Los jugadores, incluyendo los de la lotería, suelen codiciar el dinero y las
cosas que el dinero puede comprar. Dios prohíbe la codicia: “No codiciarás la
casa de tu prójimo. No codiciarás la mujer de tu prójimo, ni su siervo, ni su
sierva, ni su buey, ni su asno, ni nada que sea de tu prójimo” ( Éxodo 20:17 ; véase también 1 Timoteo 6:10 ). Una de las mentiras del
mundo es que el dinero es la respuesta a los problemas de la vida. Las personas
son engañadas para jugar a la lotería con promesas de que sus vidas mejorarán
si tan solo pueden ganar el premio gordo. Si tan solo pueden tener suerte con
los números, sus problemas desaparecerán.

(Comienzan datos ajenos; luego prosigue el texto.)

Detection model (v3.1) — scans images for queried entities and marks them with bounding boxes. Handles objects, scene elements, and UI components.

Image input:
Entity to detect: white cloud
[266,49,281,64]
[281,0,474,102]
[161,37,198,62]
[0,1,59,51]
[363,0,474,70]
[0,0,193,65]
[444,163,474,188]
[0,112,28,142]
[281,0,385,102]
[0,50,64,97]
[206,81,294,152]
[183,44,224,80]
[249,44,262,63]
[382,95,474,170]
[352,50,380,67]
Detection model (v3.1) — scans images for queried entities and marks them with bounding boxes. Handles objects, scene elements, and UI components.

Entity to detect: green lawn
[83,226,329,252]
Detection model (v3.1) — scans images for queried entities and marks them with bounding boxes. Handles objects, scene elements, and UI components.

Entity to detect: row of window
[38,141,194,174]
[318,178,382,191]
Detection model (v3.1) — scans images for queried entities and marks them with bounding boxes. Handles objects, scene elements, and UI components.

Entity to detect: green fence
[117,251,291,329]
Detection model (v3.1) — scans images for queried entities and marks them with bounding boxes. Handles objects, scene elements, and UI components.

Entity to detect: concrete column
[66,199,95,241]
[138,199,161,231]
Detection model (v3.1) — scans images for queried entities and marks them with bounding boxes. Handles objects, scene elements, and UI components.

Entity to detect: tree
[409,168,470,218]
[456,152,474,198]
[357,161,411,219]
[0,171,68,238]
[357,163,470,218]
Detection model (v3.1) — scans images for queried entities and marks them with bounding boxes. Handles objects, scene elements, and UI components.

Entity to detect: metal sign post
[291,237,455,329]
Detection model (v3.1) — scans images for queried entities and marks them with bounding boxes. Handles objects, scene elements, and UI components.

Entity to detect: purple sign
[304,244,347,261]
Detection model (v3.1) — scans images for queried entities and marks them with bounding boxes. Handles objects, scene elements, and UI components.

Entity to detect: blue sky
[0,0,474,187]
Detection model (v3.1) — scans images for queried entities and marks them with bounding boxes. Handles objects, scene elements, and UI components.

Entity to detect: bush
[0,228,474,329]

Tales esperanzas son vacías
(véase Eclesiastés 5:10-15 ).
Así que, sería bueno ser cautelosos al jugar a la lotería. Hay muchos mejores
usos para el dinero gastado en un billete, y debemos proteger nuestros
corazones de la codicia y nuestras vidas de las adicciones al juego. Comprar un
billete de lotería de vez en cuando puede que no sea pecado, pero la avaricia
sí lo es. Quienes juegan a la lotería deben examinar con oración sus motivos y,
si continúan jugando, hacerlo con responsabilidad y moderación.